At around 16:30 on August 22nd four missiles were fired from the Tyre area in southern Lebanon at communities in northern Israel. One missile was intercepted by the Iron Dome defence system and two fell in populated areas. The BBC reported the incident in an article titled (latest version) “Rockets fired at northern Israel“.

Version 3 of the article:

Thurs rockets attacks

Version 4 of the article: 

missiles thurs version 4

A short sequence of film at the head of the article is curiously captioned:

“The aftermath of an apparent rocket attack is seen in northern Israel” [emphasis added]

Version 3 of the article stated:

“Sirens sounded across the area, but no casualties were reported. Footage showed some minor damage.”

The later version read:

“Sirens sounded across the area, but no casualties were reported. Footage showed some minor damage at a kibbutz near the coastal town of Nahariya.”

As details of the incident unfolded it was learned that in addition to the damage to vehicles and homes caused by the 122 mm rocket which landed in Kibbutz Gesher HaZiv – some of which is shown in the BBC’s footage – another missile hit an additional community in the area, landing near a complex which houses some 50 elderly Holocaust survivors and damaging several homes, but fortunately with no injuries sustained. 
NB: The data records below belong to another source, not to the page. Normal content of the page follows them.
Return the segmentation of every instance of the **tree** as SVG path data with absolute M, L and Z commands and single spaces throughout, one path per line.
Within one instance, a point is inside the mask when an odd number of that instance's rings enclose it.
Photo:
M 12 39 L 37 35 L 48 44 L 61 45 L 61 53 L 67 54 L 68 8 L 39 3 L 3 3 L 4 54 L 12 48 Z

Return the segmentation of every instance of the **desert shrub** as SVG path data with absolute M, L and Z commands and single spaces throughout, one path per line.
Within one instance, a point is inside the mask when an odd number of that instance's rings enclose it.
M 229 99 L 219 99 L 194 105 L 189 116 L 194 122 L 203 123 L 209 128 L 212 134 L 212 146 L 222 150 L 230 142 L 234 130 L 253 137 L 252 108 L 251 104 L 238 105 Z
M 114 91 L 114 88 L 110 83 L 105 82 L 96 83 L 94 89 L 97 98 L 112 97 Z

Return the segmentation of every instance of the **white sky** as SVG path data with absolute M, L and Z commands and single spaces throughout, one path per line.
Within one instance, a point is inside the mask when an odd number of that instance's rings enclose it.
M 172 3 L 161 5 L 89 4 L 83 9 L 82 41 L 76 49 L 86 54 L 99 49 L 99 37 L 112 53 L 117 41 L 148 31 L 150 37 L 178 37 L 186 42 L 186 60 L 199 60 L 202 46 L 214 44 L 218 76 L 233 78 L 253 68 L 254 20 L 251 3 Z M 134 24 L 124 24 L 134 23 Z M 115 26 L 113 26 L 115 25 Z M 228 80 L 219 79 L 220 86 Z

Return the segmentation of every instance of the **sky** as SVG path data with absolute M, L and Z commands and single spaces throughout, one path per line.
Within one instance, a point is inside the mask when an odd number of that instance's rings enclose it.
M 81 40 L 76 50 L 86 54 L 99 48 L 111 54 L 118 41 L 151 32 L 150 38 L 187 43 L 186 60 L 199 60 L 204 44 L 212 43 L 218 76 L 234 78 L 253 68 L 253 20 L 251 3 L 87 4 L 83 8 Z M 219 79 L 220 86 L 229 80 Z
Both versions of the BBC article state:

“Rockets have been fired into Israel intermittently by militant groups since the Israel-Hezbollah conflict in 2006.”

Readers unfamiliar with the region would be likely to understand that sentence as meaning that only since 2006 have missiles been “intermittently” fired into Israel. There have of course been some ten incidents in which missiles have been fired from southern Lebanon by assorted terrorist organisations in the seven years since the end of the Second Lebanon War – all of which were violations of UN SC resolution 1701 which ended the conflict, as is the presence of armed terrorist militias – including Hizballah – in southern Lebanon.

The BBC does not make those facts clear to its audiences and neither does it sufficiently clarify the fact that terrorist missile and artillery fire from southern Lebanon at civilian communities in northern Israel has been going on since the early 1980s.

The omission of that relevant context compromises the ability of BBC audiences to understand the full significance of the story. 

Update: 

An official from the Abdullah Azzam Brigades has claimed responsibility for the rocket attacks.